Oberlandesgericht Koeln

Urteil v. 30.04.2010 - Az.: 6 U 194/09

Leitsatz

Der Vergleich von Telefontarifen ist nur dann nicht irreführend, wenn die gegenübergestellten Leistungen annähernd deckungsgleich sind. Andernfalls muss in einem Tarifvergleich klar gestellt werden, dass es sich um unterschiedliche Mindestvertragslaufzeiten handelt.

Sachverhalt

Die Beklagte war Telekommunikationsanbieterin und warb für ihre Tarife mit den Worten:

"Jetzt vergleichen und jede Menge Vorteile sichern"

Dabei verglich sie die Tarife verschiedener Anbieter. Die Klägerin war der Auffassung, dass dieses wettbewerbswidrig sei, weil die Beklagte dabei nicht ausreichend darauf hinwies, dass für die jeweiligen Tarife unterschiedliche Mindestlaufzeiten gelten würden.
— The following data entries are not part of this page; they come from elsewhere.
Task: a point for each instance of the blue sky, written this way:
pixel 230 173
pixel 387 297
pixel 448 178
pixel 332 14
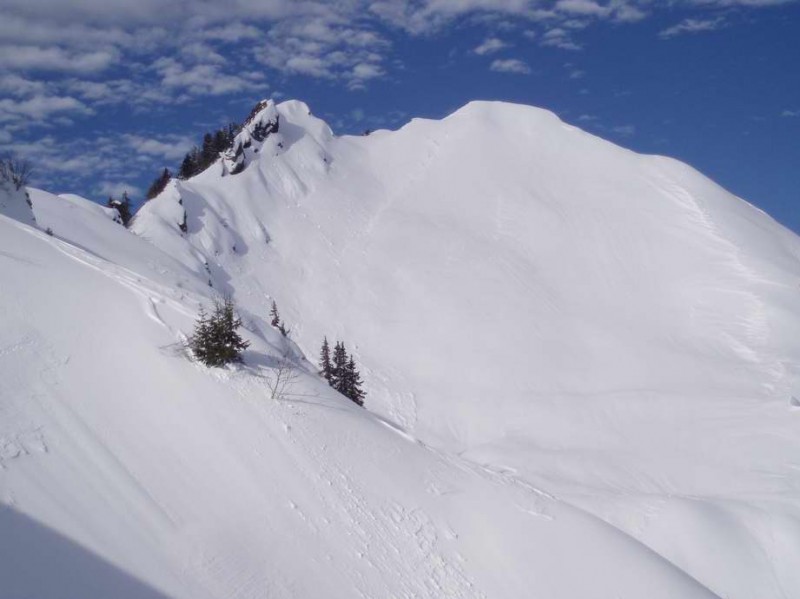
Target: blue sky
pixel 102 94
Sie begehrte daher Unterlassung.

Entscheidungsgründe

Die Richter gaben der Klägerin Recht.

Die Tarife seien für den durchschnittlichen Kunden das ausschlaggebende Argument für eine Kaufentscheidung. Der Preis stelle daher eine wesentliche Eigenschaft dar, die nur dann miteinander verglichen werden könne, wenn dieselben Voraussetzungen gelten würden. Andernfalls werde der Kunde in die Irre geführt.

Eine derartige Irreführung sei vorliegend gegeben, weil die Beklagte an keiner Stelle in der Werbung deutlich gemacht habe, dass sie unterschiedliche Vertragslaufzeiten für den Vergleich zugrunde gelegt habe. Der unverhältnismäßig klein gedruckte Hinweis auf eine andere Mindestlaufzeit ändere nichts, da dieser für den Kunden im Prinzip nicht zu erkennen sei.